Choosing the recipe and gathering the ingredients

Many different recipes for cake exists, and the same can be said for models in data-science. The advantage is twofold: Firstly we can choose our recipe based on available ingredients. Secondly we have a choice in complexity ranging from classic models from statistics to the most complex deep-learning methods. Given the improvements made in recent years regarding availability and ease of use of the latter we’re often tempted to go for one of these, but if your client is hungry you might be better of starting with a more basic cake.
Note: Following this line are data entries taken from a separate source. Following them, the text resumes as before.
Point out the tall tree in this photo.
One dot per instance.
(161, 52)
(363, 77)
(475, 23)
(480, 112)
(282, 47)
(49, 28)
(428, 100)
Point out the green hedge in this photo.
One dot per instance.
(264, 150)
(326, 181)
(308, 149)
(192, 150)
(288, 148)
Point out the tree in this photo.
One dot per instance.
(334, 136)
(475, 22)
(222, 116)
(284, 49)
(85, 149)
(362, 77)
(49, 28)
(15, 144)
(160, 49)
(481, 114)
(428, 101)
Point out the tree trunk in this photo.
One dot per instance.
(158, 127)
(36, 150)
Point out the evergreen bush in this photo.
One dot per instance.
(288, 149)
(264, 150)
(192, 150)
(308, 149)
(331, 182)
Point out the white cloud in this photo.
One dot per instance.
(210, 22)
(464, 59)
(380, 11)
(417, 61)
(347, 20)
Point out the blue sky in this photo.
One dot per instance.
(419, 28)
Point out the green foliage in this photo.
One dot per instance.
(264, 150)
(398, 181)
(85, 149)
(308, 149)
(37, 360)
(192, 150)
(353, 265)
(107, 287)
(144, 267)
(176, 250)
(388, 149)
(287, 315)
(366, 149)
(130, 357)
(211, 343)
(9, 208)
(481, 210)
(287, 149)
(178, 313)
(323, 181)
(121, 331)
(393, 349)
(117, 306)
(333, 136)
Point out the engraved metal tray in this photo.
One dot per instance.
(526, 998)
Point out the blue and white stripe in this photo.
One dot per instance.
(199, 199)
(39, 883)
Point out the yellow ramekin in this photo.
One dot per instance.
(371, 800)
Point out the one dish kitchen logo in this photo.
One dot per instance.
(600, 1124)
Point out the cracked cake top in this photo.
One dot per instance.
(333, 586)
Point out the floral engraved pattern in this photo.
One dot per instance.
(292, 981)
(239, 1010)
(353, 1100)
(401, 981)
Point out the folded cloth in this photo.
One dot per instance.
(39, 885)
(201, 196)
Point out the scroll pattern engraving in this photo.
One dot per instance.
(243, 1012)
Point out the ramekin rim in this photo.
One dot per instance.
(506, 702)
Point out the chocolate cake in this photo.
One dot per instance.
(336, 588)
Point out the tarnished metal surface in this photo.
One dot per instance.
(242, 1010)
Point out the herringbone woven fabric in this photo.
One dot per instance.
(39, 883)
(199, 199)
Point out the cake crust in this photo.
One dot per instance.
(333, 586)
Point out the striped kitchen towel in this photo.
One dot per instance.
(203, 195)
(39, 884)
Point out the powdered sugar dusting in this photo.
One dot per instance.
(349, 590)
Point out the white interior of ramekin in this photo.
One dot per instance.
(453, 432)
Your cake ingredients are your data: when you try to put everything ready it turns out the eggs you have are rotten (bad data quality), and some key ingredients are simply missing. In an ideal situation all necessary ingredients can be found at your local (data)warehouse, but most of the times you’ll have to shop around a bit. You shouldn’t limit yourself to data already available within the company but rather broaden your horizon with data from web API’s, open data, or in some cases even buying external data.

Combining and stirring the ingredients

Throwing every ingredient in a bowl and just hoping for the best outcome generally does not result in tasty cake. In many data-science projects combining the data is the most time-consuming part, most of all if the data originates from a wide array of sources. A difficult choice we have to make is the granularity on which we want to analyse the data.
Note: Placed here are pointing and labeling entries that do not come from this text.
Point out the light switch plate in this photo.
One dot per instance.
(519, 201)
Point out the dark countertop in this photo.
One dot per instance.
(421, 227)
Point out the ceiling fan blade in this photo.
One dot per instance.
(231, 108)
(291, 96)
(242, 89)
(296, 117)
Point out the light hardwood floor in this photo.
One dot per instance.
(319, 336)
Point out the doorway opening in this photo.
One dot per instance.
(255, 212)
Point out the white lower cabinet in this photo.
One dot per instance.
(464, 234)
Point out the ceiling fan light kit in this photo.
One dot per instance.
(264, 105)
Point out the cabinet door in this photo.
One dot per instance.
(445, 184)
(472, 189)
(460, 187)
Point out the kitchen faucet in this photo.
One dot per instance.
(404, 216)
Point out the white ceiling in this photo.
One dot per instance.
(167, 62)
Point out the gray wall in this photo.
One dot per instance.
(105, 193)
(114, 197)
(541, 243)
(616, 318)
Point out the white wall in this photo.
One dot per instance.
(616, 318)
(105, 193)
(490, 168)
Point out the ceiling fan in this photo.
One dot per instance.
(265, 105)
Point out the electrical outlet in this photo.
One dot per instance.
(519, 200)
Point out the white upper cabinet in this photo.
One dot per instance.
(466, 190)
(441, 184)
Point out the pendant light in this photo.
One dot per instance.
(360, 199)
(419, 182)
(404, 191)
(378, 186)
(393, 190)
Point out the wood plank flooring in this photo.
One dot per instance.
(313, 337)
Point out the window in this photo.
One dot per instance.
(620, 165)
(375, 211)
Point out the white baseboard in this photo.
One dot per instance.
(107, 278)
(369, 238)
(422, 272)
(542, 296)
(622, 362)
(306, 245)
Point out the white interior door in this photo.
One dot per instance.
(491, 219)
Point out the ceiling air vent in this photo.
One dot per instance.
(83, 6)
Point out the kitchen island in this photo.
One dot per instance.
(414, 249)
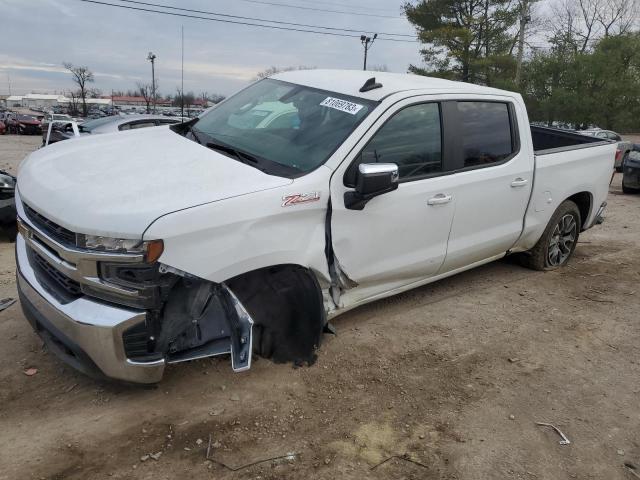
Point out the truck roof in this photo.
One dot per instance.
(349, 82)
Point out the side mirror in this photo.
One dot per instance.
(372, 179)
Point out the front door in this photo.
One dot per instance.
(399, 237)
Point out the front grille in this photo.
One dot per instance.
(69, 285)
(52, 229)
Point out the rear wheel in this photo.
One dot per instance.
(559, 240)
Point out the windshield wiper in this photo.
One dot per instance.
(239, 154)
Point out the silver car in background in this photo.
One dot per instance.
(115, 123)
(624, 147)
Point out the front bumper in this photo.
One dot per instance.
(84, 333)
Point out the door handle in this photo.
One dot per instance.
(439, 199)
(519, 182)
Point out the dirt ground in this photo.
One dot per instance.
(443, 382)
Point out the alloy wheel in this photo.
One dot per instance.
(562, 240)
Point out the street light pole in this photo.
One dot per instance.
(366, 43)
(152, 58)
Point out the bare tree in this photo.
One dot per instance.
(617, 16)
(74, 98)
(146, 91)
(81, 75)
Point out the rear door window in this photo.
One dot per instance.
(485, 134)
(412, 139)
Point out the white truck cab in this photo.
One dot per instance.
(300, 197)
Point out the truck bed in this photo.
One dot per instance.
(566, 164)
(551, 140)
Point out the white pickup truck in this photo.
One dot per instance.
(299, 198)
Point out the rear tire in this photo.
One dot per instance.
(559, 240)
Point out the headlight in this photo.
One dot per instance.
(151, 249)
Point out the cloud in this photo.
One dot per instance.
(219, 57)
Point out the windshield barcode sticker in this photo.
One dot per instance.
(341, 105)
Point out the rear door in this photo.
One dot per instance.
(494, 177)
(399, 237)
Take for example a study towards health and illness in a big population: For each citizen you know how many days they were ill every year – so you don’t know which days of the year, only the yearly total – and your task is to determine as many significant predictors of illness. We can write this as granularity 

citizen X year
 (or vice versa), and this would imply every row in our dataset should correspond with one person in one particular year. Now one of your other datasets contains air pollution levels per region (let’s say a region is some specific geographical area, so not just a postal code or city name), but these measurements are only done biyearly (
region X 2-years

How do we join these datasets? First let’s take a look at the periodic variable: We could either create a 

region X 2-years
 dataset by averaging days of illness over two years, or, we could use interpolation on the pollution dataset, so for the years where no measurements took place we estimate the level of pollution based on the measurements of the previous and next year.

In this case I would argue for the latter solution as a reduction of the information in the target variable (days of illness) will be more harmful to our predictive power than adding a bit of noise on one of the predictors. Be tentative however when you apply such an interpolation or another way to estimate the missing data points. If for example the level of pollution over time follows a very irregular pattern the estimation might be way of. The pollution is now converted to granularity 

region X year
, but we still can’t join it with the illness data directly because that data does not contain a region-variable. What we do have for every citizen during each year is their address. Using a process called geocoding the address can be converted to coordinates (i.e. longitude/latitude).

For each of the regions in the pollution dataset we have a polygon so it’s possible to assign each of the coordinates (and therefore citizens homes) to one of the regions by calculating in which polygon the coordinate lies, and therefore we can now enrich the illness dataset with the level of air pollution. This is just one example to show how combining multiple datasets is often a little bit less straightforward than just joining tables in a database.

The actual baking

Baking your cake – or calculating/running your data-science model – is seen as the core of the process, but is also often the easiest part. What outsiders see as the magic the data-scientist is capable of performing is in practice not more than running a few lines of code; assuming all previous steps were followed thoroughly of course. One of the few things that can go wrong is keeping your cake in the oven for too long. With that I mean overfitting of course. In some cases – depending on the amount of data and the complexity of the model – you can take the baking analogy quite literally as it might seriously heat up your CPU or GPU.

Presenting the result

Even though the cake is now out of the oven we’re far from finished. The cake needs frosting, decorations, and what else you can put on a cake to make it more attractive as you will have to sell your data-science cake to a client whose appetite still needs a boost. Whatever came out of R, Python, or any other brand of oven has meaning to the data-scientist but not as much to the client. The following picture gives an example of an undecorated cake versus a decorated cake.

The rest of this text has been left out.